With a gray, lined face and hair scraped back into a bun at the base of her neck, Enid Addens could well have passed for a grandmother. Maisie remembered seeing her own reflection in a mirror after James was killed, and she wondered now if she had appeared so worn, so beaten by circumstance.

Frederick Addens’ widow looked up at Maisie. “You know my husband?”

Maisie noticed how Enid had used the present tense. The knowledge that her husband was dead had not yet seeped into the deepest part of her heart. Speaking of him as no longer being in her world likely felt akin to a knife thrust into her chest. Maisie coughed, laying a hand against the fabric of her jacket, close to her own heart—the cough had deflected attention from the pain she felt when she observed the woman’s distress. She did not want to slip.

“I know someone who has asked me to look into the circumstances of your husband’s passing, Mrs. Addens.” Maisie opened her bag, took out a calling card, and placed it in front of the woman. “I am by training an investigator. I assist my clients in situations where questions remain regarding something untoward that has happened. My client is from Belgium, and wants to ensure the person responsible for your husband’s death is found, and so came to me.”

“Someone killed my father, Miss Dobbs—if the police can’t find out who did it, then how can you? Eh? I don’t want you coming here to upset my mother, even if you have the best of intentions.”

Enid Addens laid a hand on her daughter’s shoulder. “Now then, Dottie. You’re the one getting upset. I’d like to hear what the lady has to say. Be a good girl and put the kettle on—make us all a nice cup of tea.”

Dorothy Addens scraped back her chair and stepped across to the stove.

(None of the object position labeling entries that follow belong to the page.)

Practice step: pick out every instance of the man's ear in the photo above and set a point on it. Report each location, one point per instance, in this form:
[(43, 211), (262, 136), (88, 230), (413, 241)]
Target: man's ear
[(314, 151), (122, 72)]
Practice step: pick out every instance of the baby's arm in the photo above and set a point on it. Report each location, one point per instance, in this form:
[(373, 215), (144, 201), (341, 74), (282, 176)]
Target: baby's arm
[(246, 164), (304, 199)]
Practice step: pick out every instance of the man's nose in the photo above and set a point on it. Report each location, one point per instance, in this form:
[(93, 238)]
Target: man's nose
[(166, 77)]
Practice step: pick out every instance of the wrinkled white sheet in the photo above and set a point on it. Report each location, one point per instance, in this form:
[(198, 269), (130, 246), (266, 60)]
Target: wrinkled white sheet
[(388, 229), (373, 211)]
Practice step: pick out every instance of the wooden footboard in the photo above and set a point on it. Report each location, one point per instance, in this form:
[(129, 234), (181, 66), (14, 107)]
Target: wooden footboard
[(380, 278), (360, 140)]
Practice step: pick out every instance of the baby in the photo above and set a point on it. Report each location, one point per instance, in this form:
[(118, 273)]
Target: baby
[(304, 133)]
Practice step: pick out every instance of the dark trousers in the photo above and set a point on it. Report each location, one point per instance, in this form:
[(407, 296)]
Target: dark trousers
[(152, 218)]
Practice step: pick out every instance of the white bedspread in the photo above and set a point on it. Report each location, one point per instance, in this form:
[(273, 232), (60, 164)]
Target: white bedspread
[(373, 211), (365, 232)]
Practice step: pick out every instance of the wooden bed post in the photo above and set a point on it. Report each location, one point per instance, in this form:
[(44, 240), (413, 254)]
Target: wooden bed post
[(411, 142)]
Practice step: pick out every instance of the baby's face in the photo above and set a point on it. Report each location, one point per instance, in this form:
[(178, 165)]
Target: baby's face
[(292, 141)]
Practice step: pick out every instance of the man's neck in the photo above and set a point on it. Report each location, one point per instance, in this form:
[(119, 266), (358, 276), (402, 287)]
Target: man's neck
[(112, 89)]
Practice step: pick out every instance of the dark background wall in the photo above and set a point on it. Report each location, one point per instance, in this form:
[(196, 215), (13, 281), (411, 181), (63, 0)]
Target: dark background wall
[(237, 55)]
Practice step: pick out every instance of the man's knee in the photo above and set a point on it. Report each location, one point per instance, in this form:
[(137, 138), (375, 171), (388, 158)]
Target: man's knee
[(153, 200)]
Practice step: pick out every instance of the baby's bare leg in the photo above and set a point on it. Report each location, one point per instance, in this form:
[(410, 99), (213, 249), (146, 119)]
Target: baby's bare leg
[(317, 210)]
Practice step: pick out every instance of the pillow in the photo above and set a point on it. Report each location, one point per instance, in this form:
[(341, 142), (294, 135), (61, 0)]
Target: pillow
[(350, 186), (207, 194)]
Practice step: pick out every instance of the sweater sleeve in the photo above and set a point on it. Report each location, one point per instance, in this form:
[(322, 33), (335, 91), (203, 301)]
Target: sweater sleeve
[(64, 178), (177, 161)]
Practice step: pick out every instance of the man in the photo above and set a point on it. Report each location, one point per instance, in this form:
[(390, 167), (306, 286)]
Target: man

“And open that back door, love,” added her mother. “What with this weather and that stove, it’s like a bakehouse in here.”

“It is close, isn’t it, Mrs. Addens? Would you mind if I took off my hat and jacket?” asked Maisie.

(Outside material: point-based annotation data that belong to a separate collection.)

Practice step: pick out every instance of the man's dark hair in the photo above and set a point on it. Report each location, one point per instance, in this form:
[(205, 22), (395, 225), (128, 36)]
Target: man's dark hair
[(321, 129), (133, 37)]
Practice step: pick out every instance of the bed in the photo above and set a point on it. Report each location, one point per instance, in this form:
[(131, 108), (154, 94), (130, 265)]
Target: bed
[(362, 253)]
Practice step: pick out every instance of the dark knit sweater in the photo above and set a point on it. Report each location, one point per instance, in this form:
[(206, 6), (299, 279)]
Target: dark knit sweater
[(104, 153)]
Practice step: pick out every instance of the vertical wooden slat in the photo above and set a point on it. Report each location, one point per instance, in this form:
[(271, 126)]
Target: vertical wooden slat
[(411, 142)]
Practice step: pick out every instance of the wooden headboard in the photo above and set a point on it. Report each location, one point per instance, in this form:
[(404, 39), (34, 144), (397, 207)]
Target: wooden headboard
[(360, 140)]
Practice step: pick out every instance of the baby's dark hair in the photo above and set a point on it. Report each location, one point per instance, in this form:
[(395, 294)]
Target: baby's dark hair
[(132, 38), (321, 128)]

“Not at all, please—we don’t stand on ceremony in this house.” Enid looked up at Maisie, her eyes filling with tears. “I don’t know what will become of us, without Fred.”

Maisie took a breath. Yes, she would entrust the woman with something of herself. She would touch her hand, tell her a little about her past, encourage the sharing of a confidence.

“I know what it is to lose your husband, Mrs. Addens. My husband was killed a few years ago. It takes time to recover yourself—and I still grieve for him.”

Enid’s stare seemed to dare Maisie to look away, as if she were measuring the depth of Maisie’s sadness to see if it matched her own. In time she spoke again. “So, you’re an investigator and you want to find out who killed my husband. I will answer your questions as best I can. Dottie, bring the tea and you sit down too—your memory’s better than mine.” She looked up at her daughter as Dottie placed cups of tea in front of her mother and Maisie. Enid turned to Maisie. “She’ll be back to work tomorrow—she’s already taken too much time off on account of me. We need the money, though the railway had a whip-round for us, so we won’t be short for a while, and my son will be sending money home.”